A solar cell is a device that converts the sun’s energy into electricity. These solar cells are made from highly refined and processed silicon, which requires large factories, high-temperature and vacuum equipment, and a lot of money. They are highly efficient and can produce the necessary amount of electricity for a house.
Solar cells can also be made in the kitchen with materials from neighborhood hardware stores. But they may not be as efficient compared to silicon-equipped solar cell. With all the materials in one place, a solar cell can be made in an hour.
Solar cells that are made from the kitchen contain cuprous oxide as a main ingredient. This may not be as efficient as silicon, but it will produce electricity. The theory was developed by Albert Einstein, who has awarded him the Nobel Prize in Physics.
The materials needed for this homemade solar cell are a half foot square sheet of copper flashing, two alligator clips, a sensitive microammeter that can read between 10 and 50 microamps, an electric stove that generates about 1100 watts, a large clear plastic bottle from which the top can be cut off (usually the 2 liter water bottle will do), table salt, tap water, sandpaper or a wire brush on a power drill and sheet metal snips to cut the copper foil.
The first step in building the solar cell requires the copper foil to be cut to half the size of the electric stove burner. Once the sheet is cut, wash thoroughly to remove any particles of dirt or grease. Sandpaper can be used to clean the copper foil and remove any sulfide or other light corrosion particles. Once the cleaning is done, place the copper foil over the burner of the electric stove and turn the burner to its high position.
Once the copper foil begins to heat up, oxidation occurs which is seen on the surface in different ways. As oxidation takes place, the surface becomes covered with orange, purple, and red shapes. As the oxidation temperature increases, the red color forms on the surface is replaced with a black layer of cuprous oxide. When the blade is completely covered with the cuprous oxide, remove the blade from the burner and allow it to cool naturally.
As its temperature begins to decrease, the black layer of cuprous oxide will flake off or “pop”, revealing the red layer of cuprous oxide below. For this, allow the copper foil to burn more causing the black layer of the cuprous oxide to become thicker. When the layer is thick, it flakes off easily. If the black coating layer is thin, they will surely stick to the copper foil.
After complete cooling has occurred, place the copper sheet under running tap to clean oxidation particles. Do not apply more pressure while scrubbing, as this will also completely release the cuprous oxide particles. Make sure scrubbing is done lightly. Cuprous oxide is the main ingredient of the solar cell.
Now cut another sheet of copper that is similar to the previous one. Now bend the copper sheets gently so that they fit into the plastic bottle or jar without touching each other. Always make sure the cuprous oxide foil, which is clean and shiny, is facing out in the jar. At one end of the copper sheet, using the sandpaper, bring it back to its original texture. To this solder one of the crocodile clip wires. The other alligator clip wire is soldered to the other copper sheet that has been cut. Make sure both welds are covered in glue. Now connect these two alligator clip leads to the meter, one to the positive terminal and the other to the negative terminal.
Now mix the salt with some tap water and make sure all the salt dissolves completely. Once the salt water is ready, pour the mixture into the jar containing the copper sheets. Note that it should not be completely full. 1/4 of the copper foil should be out of the salt water. This will ensure that the alligator lead pins are not in contact with salt water.
The ammeter reading will initially show a few microamps. When the solar cell is brought into sunlight, the ammeter slowly increases to 50 microamps, turn the needle fully clockwise. The solar cell is a battery and will show low amps even in the dark.
The reason behind this theory is that cuprous oxide is the semiconducting material. Semiconductor is a state between conductor and insulator. Conductive is the state in which it allows the free movement of electricity and insulator is the state in which electrons are tightly bound to their atoms and do not flow freely.

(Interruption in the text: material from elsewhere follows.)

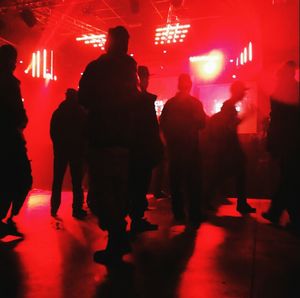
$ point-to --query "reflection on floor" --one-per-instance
(229, 256)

The electrons that are attached to the atom and the electrons that are away from the atom always have a gap called a “band gap”. This band gap allows free movement and conducts electricity. Electrons need more energy to get out of the band gap and away from the nucleus. Similarly, they can’t stay out of bandgap and lose little energy and fall back. They will have to lose all energy and fall back to the level where they are accepted. It is simple; electrons cannot remain in the bang gap region. Either they have to get closer to the core losing all their energy or cross the band gap with higher energy levels. This process continues and allows driving.
When sunlight falls on the cuprous oxide sheet, some of the electrons gain enough energy to pass the band gap. This makes them free to move. This free movement of electrons conducts electricity. This is a cycle in which the electrons emitted by the cuprous oxide plate return to the same plate after having traveled through the salt water, to the clean copper plate and to the insulated wire.
As the electrons move through the meter, they do the work needed to move the needle. When a shadow falls on the solar cell, fewer electrons move through the meter and the needle goes back down.
This is just an experiment. Don’t think about powering your house with such an instrument, as you would need acres of land.